ExponentialBayesianEstimator

protected ExponentialBayesianEstimator(BayesianParameter<Double,ExponentialDistribution,GammaDistribution> parameter)
Creates a new instance of ExponentialBayesianEstimator

Parameters:
parameter - Bayesian parameter describing this conjugate relationship.
Method Detail

createParameter

public ExponentialBayesianEstimator.Parameter createParameter(ExponentialDistribution conditional,
                                                              GammaDistribution prior)
Description copied from interface: ConjugatePriorBayesianEstimator
Creates a parameter linking the conditional and prior distributions

Specified by:
createParameter in interface ConjugatePriorBayesianEstimator<Double,Double,ExponentialDistribution,GammaDistribution>
Parameters:
conditional - Distribution from which observations are generated
prior - Distribution that generates parameters for the conditional
Returns:
Parameter describing the relationship between the conditional and prior

update

public void update(GammaDistribution belief,
                   Double data)
Description copied from interface: IncrementalLearner
The update method updates an object of ResultType using the given new data of type DataType, using some form of "learning" algorithm.

Specified by:
update in interface IncrementalLearner<Double,GammaDistribution>
Parameters:
belief - The object to update.
data - The new data for the learning algorithm to use to update the object.

computeEquivalentSampleSize

public double computeEquivalentSampleSize(GammaDistribution belief)
Description copied from interface: ConjugatePriorBayesianEstimator
Computes the equivalent sample size of using the given prior. This is effectively how many samples of bias the prior injects into the estimate.

Specified by:
computeEquivalentSampleSize in interface ConjugatePriorBayesianEstimator<Double,Double,ExponentialDistribution,GammaDistribution>
Parameters:
belief - Prior belief to measure.
Returns:
Equivalent sample size of the initial belief.

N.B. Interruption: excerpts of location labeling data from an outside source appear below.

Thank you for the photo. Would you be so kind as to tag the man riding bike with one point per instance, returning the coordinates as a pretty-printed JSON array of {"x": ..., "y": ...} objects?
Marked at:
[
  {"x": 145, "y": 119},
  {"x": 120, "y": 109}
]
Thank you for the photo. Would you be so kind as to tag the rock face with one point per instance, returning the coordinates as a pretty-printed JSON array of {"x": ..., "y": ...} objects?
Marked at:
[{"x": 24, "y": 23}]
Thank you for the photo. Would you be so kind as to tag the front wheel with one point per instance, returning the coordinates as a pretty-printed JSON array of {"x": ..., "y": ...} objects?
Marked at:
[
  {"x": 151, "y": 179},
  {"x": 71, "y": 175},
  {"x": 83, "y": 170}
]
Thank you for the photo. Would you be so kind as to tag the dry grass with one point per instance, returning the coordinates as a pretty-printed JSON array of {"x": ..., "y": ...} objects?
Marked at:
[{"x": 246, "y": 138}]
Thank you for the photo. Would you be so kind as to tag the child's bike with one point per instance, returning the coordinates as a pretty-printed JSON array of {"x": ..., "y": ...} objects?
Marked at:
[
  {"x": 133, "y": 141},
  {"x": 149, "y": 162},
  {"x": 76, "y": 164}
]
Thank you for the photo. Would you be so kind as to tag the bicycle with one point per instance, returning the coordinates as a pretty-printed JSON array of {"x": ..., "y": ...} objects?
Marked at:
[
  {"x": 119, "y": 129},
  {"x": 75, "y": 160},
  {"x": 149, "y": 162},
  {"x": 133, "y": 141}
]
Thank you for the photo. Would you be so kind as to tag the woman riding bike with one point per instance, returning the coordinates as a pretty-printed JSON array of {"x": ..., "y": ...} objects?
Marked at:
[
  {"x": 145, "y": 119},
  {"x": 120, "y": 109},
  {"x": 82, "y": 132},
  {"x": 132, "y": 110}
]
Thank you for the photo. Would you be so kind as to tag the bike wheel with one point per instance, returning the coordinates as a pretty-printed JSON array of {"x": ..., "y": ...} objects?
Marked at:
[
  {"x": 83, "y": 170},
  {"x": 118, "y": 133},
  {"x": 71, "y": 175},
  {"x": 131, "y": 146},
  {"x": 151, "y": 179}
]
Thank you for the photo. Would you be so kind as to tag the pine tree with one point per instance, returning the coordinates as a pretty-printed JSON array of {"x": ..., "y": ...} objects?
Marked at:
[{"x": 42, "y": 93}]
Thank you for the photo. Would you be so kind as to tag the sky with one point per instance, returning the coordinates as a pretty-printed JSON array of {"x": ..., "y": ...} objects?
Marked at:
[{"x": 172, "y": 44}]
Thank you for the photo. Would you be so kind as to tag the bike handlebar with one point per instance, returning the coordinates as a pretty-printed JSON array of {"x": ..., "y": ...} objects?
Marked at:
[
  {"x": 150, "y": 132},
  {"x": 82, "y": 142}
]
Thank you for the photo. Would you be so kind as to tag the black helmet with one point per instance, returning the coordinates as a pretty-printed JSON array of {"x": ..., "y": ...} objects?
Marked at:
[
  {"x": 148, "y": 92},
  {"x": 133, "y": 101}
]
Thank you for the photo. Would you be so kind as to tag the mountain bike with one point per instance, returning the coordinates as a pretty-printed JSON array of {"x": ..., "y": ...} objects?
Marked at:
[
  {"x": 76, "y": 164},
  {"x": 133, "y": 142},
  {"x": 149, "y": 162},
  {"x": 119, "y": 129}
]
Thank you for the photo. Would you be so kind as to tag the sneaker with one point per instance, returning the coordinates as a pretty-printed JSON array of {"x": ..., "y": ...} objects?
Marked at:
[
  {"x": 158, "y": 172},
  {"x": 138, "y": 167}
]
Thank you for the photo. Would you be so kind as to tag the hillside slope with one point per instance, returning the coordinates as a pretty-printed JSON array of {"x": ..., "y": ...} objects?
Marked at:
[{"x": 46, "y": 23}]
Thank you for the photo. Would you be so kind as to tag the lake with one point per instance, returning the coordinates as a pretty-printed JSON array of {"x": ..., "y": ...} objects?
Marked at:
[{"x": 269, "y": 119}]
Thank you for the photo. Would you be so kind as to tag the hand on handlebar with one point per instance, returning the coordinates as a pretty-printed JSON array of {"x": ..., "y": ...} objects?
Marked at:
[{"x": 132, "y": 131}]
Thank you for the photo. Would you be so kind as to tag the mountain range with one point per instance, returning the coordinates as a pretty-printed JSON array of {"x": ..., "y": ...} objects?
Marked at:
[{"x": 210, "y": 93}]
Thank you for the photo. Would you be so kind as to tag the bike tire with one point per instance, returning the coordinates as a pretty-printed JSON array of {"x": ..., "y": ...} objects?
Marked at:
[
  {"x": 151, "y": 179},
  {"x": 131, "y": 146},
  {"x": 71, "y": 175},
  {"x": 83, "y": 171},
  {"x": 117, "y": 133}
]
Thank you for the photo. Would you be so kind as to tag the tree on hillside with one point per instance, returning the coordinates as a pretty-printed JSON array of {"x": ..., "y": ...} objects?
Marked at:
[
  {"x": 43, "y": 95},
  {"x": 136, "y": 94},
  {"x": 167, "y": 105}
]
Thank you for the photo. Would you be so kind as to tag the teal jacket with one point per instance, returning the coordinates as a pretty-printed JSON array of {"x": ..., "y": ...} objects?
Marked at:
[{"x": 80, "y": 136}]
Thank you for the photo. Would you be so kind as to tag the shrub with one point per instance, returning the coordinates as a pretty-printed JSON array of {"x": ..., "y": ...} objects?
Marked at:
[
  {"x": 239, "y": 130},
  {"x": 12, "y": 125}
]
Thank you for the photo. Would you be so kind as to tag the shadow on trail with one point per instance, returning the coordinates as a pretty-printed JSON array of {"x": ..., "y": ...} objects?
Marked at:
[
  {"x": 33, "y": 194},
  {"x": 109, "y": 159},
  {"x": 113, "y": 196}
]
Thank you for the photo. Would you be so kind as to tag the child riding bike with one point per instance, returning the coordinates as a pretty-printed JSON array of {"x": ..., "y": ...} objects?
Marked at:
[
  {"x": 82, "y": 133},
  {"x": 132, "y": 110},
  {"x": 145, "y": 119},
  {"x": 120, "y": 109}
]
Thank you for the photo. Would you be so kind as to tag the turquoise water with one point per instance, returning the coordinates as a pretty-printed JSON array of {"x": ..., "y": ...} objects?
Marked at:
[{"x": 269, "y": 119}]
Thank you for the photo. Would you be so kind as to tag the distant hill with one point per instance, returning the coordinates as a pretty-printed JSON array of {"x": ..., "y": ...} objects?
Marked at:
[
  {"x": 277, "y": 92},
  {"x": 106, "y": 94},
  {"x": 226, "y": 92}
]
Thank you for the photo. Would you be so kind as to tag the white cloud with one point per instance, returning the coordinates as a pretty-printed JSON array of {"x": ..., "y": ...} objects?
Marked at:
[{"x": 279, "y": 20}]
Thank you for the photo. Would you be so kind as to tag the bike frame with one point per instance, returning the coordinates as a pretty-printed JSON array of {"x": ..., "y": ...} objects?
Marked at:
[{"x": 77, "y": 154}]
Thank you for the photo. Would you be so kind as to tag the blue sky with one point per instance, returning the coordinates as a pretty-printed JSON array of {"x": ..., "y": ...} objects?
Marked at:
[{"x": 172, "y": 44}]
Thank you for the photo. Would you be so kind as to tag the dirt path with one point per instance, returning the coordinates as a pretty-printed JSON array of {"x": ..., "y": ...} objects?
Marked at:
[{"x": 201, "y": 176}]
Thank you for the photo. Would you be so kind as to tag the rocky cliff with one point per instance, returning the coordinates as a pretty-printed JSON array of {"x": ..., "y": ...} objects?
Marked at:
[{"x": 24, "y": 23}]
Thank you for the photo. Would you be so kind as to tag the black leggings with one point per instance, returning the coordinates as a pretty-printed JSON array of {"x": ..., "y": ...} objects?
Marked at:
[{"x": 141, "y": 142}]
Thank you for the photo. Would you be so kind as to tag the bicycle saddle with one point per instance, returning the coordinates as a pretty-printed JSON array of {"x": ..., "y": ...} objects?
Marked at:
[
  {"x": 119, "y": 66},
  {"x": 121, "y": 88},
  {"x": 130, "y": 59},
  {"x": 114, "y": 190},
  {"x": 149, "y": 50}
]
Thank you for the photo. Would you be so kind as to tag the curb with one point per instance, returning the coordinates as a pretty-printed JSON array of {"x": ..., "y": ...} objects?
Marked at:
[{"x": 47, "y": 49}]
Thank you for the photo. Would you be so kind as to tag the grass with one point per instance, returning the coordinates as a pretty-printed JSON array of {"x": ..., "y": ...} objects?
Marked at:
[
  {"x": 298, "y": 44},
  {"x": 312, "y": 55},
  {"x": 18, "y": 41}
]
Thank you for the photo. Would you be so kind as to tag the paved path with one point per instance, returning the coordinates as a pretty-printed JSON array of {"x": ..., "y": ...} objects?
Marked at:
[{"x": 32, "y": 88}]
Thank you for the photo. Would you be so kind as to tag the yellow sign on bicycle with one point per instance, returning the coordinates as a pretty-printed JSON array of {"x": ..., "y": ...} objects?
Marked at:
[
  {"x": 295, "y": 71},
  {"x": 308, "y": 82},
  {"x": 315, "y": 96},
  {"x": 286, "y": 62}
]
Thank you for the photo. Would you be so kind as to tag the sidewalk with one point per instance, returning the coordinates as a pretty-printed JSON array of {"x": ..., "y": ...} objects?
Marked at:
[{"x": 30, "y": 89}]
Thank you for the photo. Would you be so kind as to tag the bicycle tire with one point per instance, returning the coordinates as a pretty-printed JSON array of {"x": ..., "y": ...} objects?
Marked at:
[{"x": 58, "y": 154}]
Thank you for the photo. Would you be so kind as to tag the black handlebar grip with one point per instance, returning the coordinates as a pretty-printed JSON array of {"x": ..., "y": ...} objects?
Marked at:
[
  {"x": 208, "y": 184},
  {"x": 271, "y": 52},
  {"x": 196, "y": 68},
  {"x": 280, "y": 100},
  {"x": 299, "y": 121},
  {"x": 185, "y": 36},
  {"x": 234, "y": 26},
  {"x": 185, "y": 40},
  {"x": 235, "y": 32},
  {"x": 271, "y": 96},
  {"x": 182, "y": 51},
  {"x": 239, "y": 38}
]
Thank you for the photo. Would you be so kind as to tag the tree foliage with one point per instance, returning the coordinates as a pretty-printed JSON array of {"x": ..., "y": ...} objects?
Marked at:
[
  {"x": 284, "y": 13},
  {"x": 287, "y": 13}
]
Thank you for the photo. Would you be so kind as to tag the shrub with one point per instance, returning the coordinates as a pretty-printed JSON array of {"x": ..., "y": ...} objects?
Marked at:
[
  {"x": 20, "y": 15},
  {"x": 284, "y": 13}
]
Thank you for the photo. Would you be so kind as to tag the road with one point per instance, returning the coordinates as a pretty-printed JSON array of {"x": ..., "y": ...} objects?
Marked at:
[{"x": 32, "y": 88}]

createPredictiveDistribution

public ParetoDistribution createPredictiveDistribution(GammaDistribution posterior)
Description copied from interface: BayesianEstimatorPredictor
Creates the predictive distribution of new data given the posterior. This is equivalent to evaluating the integral of: p( newdata | data ) = integral( conditional( newdata | data, parameters ) * p( parameters | data ) dparameters )

Specified by:
createPredictiveDistribution in interface BayesianEstimatorPredictor<Double,Double,GammaDistribution>
Parameters:
posterior - Posterior distribution from which to compute the predictive posterior.
Returns:
Predictive distribution of new data given the observed data.